Bluebox Security thought it tested a legitimate Xiaomi Mi 4 device, riddled with security issues.
Bluebox Security thought it tested a legitimate Xiaomi Mi 4 device, riddled with security issues.

A smartphone maker says that a firm's security analysis of one of its phones was actually done on a counterfeit device.

Last week, Bluebox Security said that it tested a legitimate Xiaomi Mi 4 LTE device, a popular smartphone in China, only to find that it was pre-loaded with “suspicious apps,” categorized as malware, spyware or adware. Bluebox also said that phone was vulnerable to multiple vulnerabilities and that several conflicting API build properties were observed on the device.

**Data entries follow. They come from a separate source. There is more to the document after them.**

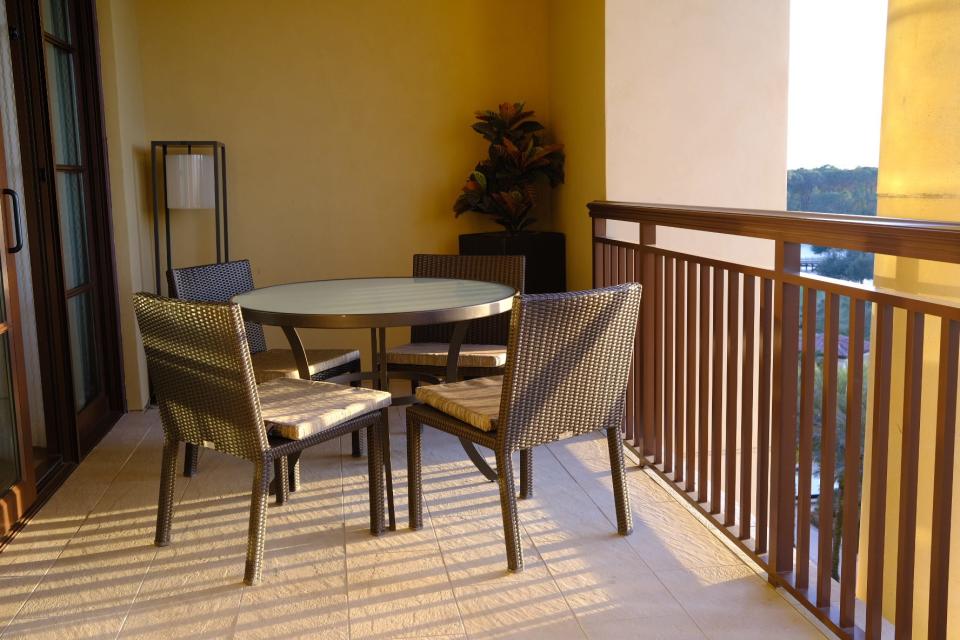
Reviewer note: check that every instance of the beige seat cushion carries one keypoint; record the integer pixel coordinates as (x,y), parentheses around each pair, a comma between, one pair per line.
(476,402)
(279,363)
(295,409)
(434,354)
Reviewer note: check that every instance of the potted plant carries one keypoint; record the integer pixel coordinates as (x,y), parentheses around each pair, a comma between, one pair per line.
(505,185)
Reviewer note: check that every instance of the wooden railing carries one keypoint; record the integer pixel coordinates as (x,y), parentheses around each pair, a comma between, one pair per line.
(723,402)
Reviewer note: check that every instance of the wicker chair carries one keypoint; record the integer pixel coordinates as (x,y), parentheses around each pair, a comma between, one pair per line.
(202,374)
(484,349)
(219,283)
(568,362)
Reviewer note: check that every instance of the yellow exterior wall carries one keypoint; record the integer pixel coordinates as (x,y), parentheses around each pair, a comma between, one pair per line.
(919,178)
(576,57)
(128,149)
(347,127)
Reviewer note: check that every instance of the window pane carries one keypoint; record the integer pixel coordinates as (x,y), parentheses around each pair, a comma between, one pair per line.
(56,18)
(83,350)
(73,228)
(9,457)
(63,105)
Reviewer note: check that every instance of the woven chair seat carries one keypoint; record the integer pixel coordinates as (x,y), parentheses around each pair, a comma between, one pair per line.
(434,354)
(279,363)
(297,409)
(476,402)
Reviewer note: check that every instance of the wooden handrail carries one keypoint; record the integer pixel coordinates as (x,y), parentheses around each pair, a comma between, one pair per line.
(693,418)
(889,236)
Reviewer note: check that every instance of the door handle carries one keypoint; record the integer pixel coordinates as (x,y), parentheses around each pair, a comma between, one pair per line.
(17,231)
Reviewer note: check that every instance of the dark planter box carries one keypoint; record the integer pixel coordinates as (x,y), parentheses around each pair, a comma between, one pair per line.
(546,266)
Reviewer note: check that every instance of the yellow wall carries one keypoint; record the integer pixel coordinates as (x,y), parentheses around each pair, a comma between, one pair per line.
(128,152)
(576,57)
(919,177)
(347,127)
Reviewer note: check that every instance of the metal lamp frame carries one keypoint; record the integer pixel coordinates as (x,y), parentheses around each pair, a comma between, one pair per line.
(159,150)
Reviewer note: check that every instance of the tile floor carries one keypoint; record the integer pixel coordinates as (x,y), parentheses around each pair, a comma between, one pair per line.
(85,567)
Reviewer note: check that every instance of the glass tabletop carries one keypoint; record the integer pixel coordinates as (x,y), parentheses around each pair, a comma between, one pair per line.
(370,302)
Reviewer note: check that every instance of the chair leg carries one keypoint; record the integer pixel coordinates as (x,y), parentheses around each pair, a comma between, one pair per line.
(415,473)
(191,456)
(258,524)
(168,481)
(375,477)
(293,471)
(508,505)
(526,473)
(621,496)
(385,431)
(355,444)
(281,475)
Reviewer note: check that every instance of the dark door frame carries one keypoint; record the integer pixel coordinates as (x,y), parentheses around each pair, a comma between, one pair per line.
(43,225)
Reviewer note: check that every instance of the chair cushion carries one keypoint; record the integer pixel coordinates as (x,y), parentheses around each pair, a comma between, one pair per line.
(476,402)
(434,354)
(295,409)
(279,363)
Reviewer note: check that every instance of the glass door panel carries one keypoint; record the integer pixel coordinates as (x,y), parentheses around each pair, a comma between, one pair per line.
(9,442)
(71,197)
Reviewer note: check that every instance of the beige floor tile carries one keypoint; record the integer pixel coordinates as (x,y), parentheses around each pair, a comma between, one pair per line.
(304,594)
(733,602)
(667,627)
(517,605)
(66,628)
(400,594)
(85,567)
(667,537)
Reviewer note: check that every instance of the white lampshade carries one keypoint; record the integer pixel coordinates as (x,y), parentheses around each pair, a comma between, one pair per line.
(190,181)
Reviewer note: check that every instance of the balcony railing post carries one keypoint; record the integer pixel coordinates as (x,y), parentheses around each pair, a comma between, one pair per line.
(783,437)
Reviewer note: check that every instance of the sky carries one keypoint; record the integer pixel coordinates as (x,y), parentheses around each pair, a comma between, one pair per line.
(836,82)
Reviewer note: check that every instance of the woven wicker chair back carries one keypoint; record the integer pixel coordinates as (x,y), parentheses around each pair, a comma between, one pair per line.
(218,283)
(508,270)
(201,372)
(568,362)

Although Bluebox Lead Security Analyst Andrew Blaich said, at the time, that the phone was first verified to be a legitimate device by Xiaomi (since the phone was popular among counterfeiters) – further testing showed that the smartphone was, indeed, a fake, a follow up blog post by Blaich said Sunday.

After Bluebox's findings were published, Xiaomi reached out to the security firm Friday denying the claims.

On Monday, Xiaomi also provided a statement to SCMagazine.com on the matter.

“As this device is not an original Xiaomi product, and not running an official Xiaomi MIUI software build, Bluebox's findings are completely inaccurate and not representative of Xiaomi devices. We believe Bluebox jumped to a conclusion too quickly without a fully comprehensive investigation (for example, they did not initially follow our published hardware verification process correctly due to language barrier) and their attempts to contact Xiaomi were inadequate, considering the severity of their accusations,” the statement said.

Through an internal investigation, Xiaomi determined that physical hardware of the device in question was “markedly different” from their original Mi 4 device, and that the IMEI on the phone was a cloned number previously used on other counterfeit Xiaomi devices in China. The company added that the software installed on the device was not an official Xiaomi MIUI build, since its devices do not come rooted and do not have malware pre-installed,” Xiaomi said in the email.

Bluebox's Blaich wrote Sunday that the “version of the MIUI ROM loaded on this device has had some modifications done to even bypass the authentication checks for the AntiFake app” – a tool released by Xiaomi to help verify the authenticity of devices.

“After in-depth testing, Xiaomi has stated that the device is counterfeit and a very good one at that.  It even defeated their verification app initially,” he explained.